家づくりの叡智- 家づくりの検討・比較

浜松で「薪ストーブのある住宅」をつくるメリットとは

浜松で「薪ストーブのある住宅」をつくるメリットとは

浜松エリアは温暖で過ごしやすいというイメージですが、冬の「遠州のからっ風」の冷たさは体感気温を8度ほど下げるとも言われます。薪ストーブは、雪が降る寒い地域で使うモノ… そんなイメージの方もいらっしゃいますが、実はこの浜松エリアでも薪ストーブライフを楽しんでいる方が年々増えています。晴天率も高く暮らしに自然を取り入れるライフスタイルを実現するには唯一無二の環境でありますので、ぜひこの記事でも薪ストーブを取り入れるポイントをお伝えします。

 

薪ストーブを住宅に取り入れる人が増えている理由は?

昨今、若い世帯では、住まいは単なる基本的な生活の場というより、よりライフスタイルを実現する、また自分らしさを表現できるステージのような位置づけで考える人が増えていますが、人生ではじめての家づくりを行おうとする方だけでなく、子育てを終えて終の棲家として第二の人生をゆったりと暮らしたい方の二度目の家づくりにおいても、自分たち家族らしさを取り入れる動きが急速に高まっています。

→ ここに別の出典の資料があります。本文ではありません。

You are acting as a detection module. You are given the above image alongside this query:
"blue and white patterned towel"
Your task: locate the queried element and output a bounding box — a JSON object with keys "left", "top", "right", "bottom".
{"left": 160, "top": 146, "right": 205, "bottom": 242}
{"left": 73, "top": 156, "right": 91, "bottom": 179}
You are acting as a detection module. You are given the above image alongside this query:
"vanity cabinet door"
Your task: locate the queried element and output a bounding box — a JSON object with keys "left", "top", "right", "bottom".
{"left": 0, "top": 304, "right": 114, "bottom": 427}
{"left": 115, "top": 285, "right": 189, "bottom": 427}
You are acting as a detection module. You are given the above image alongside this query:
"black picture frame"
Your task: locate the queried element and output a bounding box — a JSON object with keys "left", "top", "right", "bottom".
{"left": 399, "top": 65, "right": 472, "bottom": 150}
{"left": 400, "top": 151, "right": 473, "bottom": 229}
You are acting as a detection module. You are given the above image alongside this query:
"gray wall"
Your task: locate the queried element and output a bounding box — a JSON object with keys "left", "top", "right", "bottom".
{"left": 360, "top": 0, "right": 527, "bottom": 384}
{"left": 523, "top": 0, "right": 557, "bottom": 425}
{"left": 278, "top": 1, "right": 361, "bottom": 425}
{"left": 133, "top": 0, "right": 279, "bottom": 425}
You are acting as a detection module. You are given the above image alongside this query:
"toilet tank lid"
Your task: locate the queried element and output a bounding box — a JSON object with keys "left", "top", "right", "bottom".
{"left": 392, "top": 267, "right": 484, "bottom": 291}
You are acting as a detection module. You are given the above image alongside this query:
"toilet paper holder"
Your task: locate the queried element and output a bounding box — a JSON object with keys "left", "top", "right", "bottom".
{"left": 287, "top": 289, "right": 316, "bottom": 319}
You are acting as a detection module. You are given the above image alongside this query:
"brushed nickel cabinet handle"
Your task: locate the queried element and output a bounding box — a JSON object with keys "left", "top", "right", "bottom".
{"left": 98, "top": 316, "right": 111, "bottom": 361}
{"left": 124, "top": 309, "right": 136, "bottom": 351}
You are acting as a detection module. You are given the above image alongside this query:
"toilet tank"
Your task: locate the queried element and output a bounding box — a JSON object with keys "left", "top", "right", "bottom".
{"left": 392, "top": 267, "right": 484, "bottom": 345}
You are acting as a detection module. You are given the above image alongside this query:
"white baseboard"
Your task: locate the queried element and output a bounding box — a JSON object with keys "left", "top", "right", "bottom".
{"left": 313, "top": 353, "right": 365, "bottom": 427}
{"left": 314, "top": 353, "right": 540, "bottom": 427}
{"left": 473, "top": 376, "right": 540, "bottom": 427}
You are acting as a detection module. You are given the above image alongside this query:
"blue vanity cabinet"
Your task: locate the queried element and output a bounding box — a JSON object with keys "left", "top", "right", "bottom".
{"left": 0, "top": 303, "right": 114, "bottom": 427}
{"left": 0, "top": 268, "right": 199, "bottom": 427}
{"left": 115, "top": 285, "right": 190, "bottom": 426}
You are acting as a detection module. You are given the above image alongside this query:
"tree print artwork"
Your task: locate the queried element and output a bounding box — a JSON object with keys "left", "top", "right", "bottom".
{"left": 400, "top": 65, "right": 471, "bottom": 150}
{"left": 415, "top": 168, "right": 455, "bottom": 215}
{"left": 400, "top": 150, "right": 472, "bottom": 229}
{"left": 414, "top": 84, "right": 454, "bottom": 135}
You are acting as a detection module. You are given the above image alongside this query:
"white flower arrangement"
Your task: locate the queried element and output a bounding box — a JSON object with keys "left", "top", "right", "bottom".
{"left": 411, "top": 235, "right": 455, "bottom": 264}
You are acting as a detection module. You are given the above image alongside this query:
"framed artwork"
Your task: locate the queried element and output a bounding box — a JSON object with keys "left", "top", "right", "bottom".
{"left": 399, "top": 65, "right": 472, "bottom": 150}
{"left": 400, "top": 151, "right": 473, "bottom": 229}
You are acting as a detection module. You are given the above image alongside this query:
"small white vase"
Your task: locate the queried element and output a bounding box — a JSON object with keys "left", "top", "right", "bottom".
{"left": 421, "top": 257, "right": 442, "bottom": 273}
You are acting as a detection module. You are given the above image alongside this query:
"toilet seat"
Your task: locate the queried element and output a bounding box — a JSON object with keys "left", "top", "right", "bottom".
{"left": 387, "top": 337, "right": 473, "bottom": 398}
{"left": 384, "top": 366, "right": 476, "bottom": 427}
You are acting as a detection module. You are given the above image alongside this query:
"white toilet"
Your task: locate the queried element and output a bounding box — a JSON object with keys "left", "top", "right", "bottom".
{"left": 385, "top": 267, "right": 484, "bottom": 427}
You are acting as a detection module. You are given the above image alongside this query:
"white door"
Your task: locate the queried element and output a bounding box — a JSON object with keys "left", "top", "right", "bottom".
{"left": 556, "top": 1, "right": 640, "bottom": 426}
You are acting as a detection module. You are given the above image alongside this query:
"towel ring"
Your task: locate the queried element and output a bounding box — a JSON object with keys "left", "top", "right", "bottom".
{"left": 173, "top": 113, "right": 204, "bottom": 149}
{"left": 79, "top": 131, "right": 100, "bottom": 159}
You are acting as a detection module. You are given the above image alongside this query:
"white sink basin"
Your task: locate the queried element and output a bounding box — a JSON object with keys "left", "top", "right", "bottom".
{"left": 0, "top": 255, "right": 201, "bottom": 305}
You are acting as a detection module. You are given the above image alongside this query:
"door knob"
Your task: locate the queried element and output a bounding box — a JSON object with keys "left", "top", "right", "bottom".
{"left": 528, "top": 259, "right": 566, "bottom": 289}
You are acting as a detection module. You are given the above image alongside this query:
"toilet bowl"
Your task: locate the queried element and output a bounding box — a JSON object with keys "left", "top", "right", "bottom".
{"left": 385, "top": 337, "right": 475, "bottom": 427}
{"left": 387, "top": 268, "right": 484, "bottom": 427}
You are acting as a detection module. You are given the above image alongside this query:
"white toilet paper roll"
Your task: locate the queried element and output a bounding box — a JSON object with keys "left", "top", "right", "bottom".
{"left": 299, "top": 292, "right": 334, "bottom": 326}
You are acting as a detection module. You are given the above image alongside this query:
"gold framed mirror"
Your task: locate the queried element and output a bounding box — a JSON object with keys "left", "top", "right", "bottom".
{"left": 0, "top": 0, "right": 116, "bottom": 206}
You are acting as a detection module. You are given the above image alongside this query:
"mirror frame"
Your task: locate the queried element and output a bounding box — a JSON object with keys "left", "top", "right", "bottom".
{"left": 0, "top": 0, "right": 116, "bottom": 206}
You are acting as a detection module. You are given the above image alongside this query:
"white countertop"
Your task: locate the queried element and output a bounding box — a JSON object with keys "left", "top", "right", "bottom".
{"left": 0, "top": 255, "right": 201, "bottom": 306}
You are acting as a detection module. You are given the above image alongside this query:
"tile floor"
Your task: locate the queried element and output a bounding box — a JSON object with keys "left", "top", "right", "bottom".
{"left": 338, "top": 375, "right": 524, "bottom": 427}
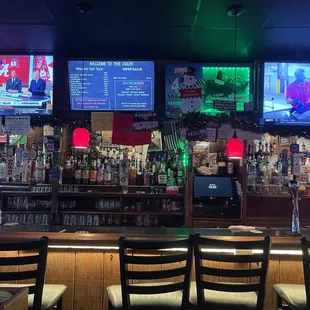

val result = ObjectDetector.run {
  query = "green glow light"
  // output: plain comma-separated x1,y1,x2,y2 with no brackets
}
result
202,66,251,113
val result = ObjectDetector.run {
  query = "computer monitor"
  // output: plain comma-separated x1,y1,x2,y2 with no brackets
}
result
194,175,233,198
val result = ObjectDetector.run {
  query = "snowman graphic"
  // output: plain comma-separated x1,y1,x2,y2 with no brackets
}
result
178,67,205,114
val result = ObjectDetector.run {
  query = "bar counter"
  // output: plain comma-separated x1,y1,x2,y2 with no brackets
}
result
0,226,307,310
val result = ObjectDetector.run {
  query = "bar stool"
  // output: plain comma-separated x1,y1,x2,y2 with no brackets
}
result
274,237,310,310
107,236,193,310
190,234,271,310
0,236,67,310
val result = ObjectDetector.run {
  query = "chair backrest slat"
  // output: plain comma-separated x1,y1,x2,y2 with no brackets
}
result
193,235,271,310
127,282,184,295
202,281,260,292
301,237,310,310
0,237,48,310
125,266,187,280
201,252,264,263
119,236,193,310
201,266,262,278
0,270,38,281
123,252,188,265
0,255,40,266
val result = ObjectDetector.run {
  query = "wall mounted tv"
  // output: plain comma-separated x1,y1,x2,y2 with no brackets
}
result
260,61,310,126
68,60,155,111
165,63,254,118
0,55,53,116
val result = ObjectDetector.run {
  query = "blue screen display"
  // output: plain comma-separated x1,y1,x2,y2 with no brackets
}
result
194,176,233,198
68,60,155,111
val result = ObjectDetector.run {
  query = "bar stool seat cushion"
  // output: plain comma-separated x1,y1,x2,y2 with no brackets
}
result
0,283,67,310
107,283,183,310
189,282,258,310
274,284,307,310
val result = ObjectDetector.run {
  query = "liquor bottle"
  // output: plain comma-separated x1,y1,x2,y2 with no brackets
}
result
29,143,37,184
96,159,104,185
112,157,120,186
227,159,234,175
104,160,112,185
137,151,144,185
35,144,44,184
217,151,227,175
44,154,51,184
14,143,22,182
151,156,157,185
143,155,151,186
158,162,167,185
82,155,90,184
89,156,97,185
129,156,137,185
0,158,6,181
67,155,74,184
119,149,129,186
21,145,29,183
74,154,82,184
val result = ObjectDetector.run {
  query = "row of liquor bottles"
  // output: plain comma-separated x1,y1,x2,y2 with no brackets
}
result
62,148,185,186
246,139,310,185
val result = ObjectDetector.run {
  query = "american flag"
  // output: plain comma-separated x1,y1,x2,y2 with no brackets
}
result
163,121,179,151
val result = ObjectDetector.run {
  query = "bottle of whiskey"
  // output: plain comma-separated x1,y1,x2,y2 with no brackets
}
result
74,154,82,184
217,151,227,175
89,155,97,185
158,161,167,185
82,154,90,185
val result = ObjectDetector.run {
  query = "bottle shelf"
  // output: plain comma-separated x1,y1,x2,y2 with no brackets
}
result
0,191,52,196
58,192,184,199
59,210,184,216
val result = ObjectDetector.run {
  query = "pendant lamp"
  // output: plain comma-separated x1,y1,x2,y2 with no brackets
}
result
73,127,90,149
227,130,244,159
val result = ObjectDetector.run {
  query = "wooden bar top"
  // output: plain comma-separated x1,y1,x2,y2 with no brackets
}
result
0,225,307,248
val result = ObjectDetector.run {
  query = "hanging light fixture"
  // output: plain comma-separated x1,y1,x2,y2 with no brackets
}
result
73,127,90,149
73,61,90,149
226,4,245,159
227,130,244,159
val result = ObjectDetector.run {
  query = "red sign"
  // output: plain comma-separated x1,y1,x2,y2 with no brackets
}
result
0,56,30,86
179,88,203,99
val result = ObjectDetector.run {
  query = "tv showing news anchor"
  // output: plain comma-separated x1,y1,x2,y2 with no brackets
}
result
0,55,53,116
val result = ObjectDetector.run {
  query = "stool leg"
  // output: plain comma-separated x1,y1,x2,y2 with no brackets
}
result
276,293,283,310
57,297,63,310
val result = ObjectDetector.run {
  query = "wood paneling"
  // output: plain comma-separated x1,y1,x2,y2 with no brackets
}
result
264,257,280,310
17,250,37,285
0,248,307,310
45,250,75,310
279,257,304,284
74,251,104,310
103,253,121,310
0,251,18,284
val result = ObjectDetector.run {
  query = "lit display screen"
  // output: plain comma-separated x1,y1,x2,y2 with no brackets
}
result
165,63,253,118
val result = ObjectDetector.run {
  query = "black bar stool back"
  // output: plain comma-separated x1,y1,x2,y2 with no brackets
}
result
0,236,48,310
274,237,310,310
192,235,271,310
107,236,193,310
0,236,67,310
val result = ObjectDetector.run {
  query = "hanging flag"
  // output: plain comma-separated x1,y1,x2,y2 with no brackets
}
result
163,121,179,151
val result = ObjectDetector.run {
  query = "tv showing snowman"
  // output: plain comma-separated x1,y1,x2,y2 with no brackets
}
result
165,63,252,118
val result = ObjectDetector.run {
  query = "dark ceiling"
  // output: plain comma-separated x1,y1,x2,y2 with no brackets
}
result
1,0,310,60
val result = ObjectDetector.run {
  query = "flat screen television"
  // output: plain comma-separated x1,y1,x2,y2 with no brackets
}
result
68,60,155,111
165,63,253,118
260,61,310,126
0,55,53,116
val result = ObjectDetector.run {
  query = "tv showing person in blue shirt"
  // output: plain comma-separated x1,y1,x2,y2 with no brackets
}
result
28,71,46,93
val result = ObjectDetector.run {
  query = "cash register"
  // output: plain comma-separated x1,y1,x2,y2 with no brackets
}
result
192,175,242,219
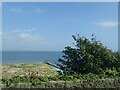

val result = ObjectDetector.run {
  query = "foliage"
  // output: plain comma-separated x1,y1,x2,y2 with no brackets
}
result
57,34,120,75
1,34,120,88
2,73,120,87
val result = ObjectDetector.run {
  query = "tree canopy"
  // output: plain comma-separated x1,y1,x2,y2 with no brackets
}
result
57,34,120,75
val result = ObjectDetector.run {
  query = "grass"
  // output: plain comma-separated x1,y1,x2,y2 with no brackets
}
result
2,62,58,79
1,62,120,88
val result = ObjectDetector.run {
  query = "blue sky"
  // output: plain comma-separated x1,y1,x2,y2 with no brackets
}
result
2,2,118,51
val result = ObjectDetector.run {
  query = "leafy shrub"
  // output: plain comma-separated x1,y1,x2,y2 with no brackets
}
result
2,74,120,87
104,68,118,78
57,34,120,75
30,77,41,86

その理由は、人生100年時代と言われる中で団塊世代が退職され今までの生き方を見直し、より自然や人との関係性を自分らしく築きたいというニーズの高まり、そしてモノの贅沢だけでは心の充足感につながらないという認識が広がり始めたからでしょう。本物の心のゆとりとは何かを追求すると、薪ストーブのある家にたどりつく方も多くいらっしゃいます。炎のゆらぎを見ながら静かに自分の時間を楽しんだり、炎の前で家族団らんの時間を過ごしたり、大切な人と自然の光に包まれながら語り合ったり… 薪ストーブのある住宅で暮らすそのロマンは語り始めると尽きることはありません。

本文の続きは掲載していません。